For safety's sake, we should probably drop the two lines as per the 
patch, but instead add the following as per Igor's comment and the BSDs: 

  --with-cc-opt="-I${ROOT}/include" \
  --with-ld-opt="-L${ROOT}/lib"

I'm guessing that will help portage do the right thing under unusual 
conditions - are there any conditions where $ROOT would not "/"? Anyway, 
I'll leave that question to you developers. In my testing, it works with 
or without. 

---

(*) The very configure option which we are currently misusing and which 
is leading to the compile failure under discussion. The correct way to 
use it would be --with-md5=/path/to/openssl/sources.
Comment 20 Kerin Millar 2009-12-31 16:57:13 UTC
My apologies. When discussing the compiler/linker options, I should have wrote:

  --with-cc-opt="-I${ROOT}/usr/include" \
  --with-ld-opt="-L${ROOT}/usr/lib"

Just for kicks, I added these and tried passing deliberately incorrect paths to see if it would affect the build. Turns out that it doesn't, so unless there are any legitimate circumstances under which ${ROOT} would not be "/" and where we wouldn't be able to include openssl from the normal paths, I suppose we needn't bother.
Comment 21 Dirkjan Ochtman gentoo-dev 2010-01-01 20:35:20 UTC
Committed new revisions of 0.7.64 and 0.8.29.

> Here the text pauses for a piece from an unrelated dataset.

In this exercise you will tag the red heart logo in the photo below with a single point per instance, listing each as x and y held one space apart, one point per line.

Kerin, would you be interested in becoming a gentoo dev, by any means?
Comment 22 Christian Faulhammer (RETIRED) gentoo-dev 2010-01-02 14:01:24 UTC
stable x86
Comment 23 Dirkjan Ochtman gentoo-dev 2010-01-03 10:47:34 UTC
Christian: I don't think we want to have a stable 0.8.x yet. Upstream has considered 0.8.x unstable so far, and we haven't previously had a stable 0.8 yet, as far as I can see.
Comment 24 Kerin Millar 2010-01-03 11:14:09 UTC
Re: Comment 23 - Indeed. Why, even Arch Linux are sticking to 0.7.64, a distro whose motto appears to be "if upstream so much as twitches, pounce with all the ferocity of a rabid leopard!"

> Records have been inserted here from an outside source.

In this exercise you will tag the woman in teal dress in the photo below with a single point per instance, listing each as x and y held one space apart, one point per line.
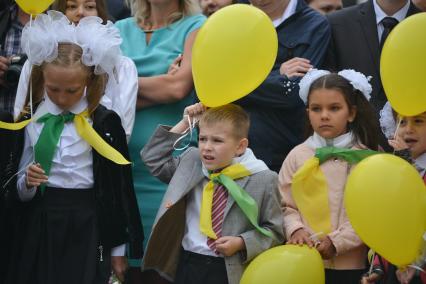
160 31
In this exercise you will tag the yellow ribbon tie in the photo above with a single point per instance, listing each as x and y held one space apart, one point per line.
85 130
235 171
310 192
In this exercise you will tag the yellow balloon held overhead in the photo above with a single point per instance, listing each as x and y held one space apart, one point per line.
286 264
402 66
34 7
233 53
385 200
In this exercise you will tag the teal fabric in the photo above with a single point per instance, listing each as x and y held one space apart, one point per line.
153 59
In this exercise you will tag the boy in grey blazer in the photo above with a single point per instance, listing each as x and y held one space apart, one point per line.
180 248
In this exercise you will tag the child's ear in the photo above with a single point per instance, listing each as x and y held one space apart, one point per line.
242 146
352 114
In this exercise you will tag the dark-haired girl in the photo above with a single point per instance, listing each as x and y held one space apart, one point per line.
313 177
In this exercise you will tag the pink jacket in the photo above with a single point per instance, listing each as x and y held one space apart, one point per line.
351 252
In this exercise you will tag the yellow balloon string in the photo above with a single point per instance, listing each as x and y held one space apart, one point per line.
85 130
310 192
235 171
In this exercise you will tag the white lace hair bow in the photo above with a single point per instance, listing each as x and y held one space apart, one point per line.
387 121
358 80
100 43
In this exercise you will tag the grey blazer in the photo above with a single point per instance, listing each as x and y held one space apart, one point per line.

Re: Comment 21 - Thanks, but I don't think I could consistently cope with the duties/responsibilities (i.e. work) that would be entailed, and I don't identify with the culture anymore to the extent that I would have any notion as to where I would fit in. I just (contribute to|complain about) things that I use or am interested in from time to time, energy permitting, and don't encounter any impedance that can be attributed alone to my not being among the developer cognoscenti, most of the time. That's also a very subtle way of saying that the things I would like to change are not things that I think I could possibly change anyway.

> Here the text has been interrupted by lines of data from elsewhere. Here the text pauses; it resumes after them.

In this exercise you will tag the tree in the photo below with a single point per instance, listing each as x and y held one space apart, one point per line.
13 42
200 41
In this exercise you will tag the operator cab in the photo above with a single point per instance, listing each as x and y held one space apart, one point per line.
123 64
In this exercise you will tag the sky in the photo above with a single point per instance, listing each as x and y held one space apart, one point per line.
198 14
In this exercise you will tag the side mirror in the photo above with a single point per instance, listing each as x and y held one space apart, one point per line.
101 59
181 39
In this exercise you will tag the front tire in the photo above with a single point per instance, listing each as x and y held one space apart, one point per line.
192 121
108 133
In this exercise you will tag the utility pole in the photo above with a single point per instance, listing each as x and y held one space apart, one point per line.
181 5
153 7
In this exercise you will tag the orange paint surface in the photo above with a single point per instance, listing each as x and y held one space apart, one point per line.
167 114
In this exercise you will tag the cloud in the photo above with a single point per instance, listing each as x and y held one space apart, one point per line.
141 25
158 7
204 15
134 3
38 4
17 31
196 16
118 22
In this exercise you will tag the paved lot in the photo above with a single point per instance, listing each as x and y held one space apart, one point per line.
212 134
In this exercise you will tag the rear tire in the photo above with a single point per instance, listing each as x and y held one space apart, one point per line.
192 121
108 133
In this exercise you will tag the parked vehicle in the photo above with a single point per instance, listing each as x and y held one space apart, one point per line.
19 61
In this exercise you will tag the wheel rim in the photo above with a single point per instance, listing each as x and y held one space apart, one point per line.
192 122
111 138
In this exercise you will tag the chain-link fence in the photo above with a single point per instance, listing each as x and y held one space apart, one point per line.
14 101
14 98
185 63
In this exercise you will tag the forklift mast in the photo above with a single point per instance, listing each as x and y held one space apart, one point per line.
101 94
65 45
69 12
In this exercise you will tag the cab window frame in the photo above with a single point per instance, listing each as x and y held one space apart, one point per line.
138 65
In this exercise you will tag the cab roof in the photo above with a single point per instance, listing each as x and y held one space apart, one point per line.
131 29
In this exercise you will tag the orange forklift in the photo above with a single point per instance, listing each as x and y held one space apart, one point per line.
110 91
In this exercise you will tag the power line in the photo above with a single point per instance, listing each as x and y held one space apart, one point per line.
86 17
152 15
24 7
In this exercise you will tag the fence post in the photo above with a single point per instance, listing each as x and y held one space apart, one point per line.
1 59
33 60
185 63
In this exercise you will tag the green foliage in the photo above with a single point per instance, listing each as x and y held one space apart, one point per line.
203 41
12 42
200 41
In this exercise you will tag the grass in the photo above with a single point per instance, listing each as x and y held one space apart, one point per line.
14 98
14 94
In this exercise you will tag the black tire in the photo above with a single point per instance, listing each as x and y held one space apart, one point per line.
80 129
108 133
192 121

I'm going to be a cheeky monkey now and ask amd64 to hurry along with the stabilisation for 0.7.64 ... thanks!
Comment 25 Markus Meier gentoo-dev 2010-02-01 19:41:39 UTC
amd64 stable, all arches done.
Comment 26 Dirkjan Ochtman gentoo-dev 2010-02-02 11:10:40 UTC
I think this can be closed now.
Comment 27 Stefan Behte (RETIRED) gentoo-dev Security 2010-02-06 15:49:12 UTC
No it can't.
Please see: http://www.gentoo.org/security/en/vulnerability-policy.xml

Ready to vote, I vote YES (together with the other nginx stuff).
Comment 28 Alex Legler (RETIRED) archtester Gentoo Infrastructure gentoo-dev Security 2010-03-04 11:55:05 UTC
YES too, added to request.
Comment 29 Benedikt Böhm (RETIRED) gentoo-dev 2010-05-30 07:17:21 UTC
glsa anyone?
Comment 30 GLSAMaker/CVETool Bot gentoo-dev 2012-03-28 10:59:22 UTC
This issue was resolved and addressed in
 GLSA 201203-22 at http://security.gentoo.org/glsa/glsa-201203-22.xml
by GLSA coordinator Sean Amoss (ackle).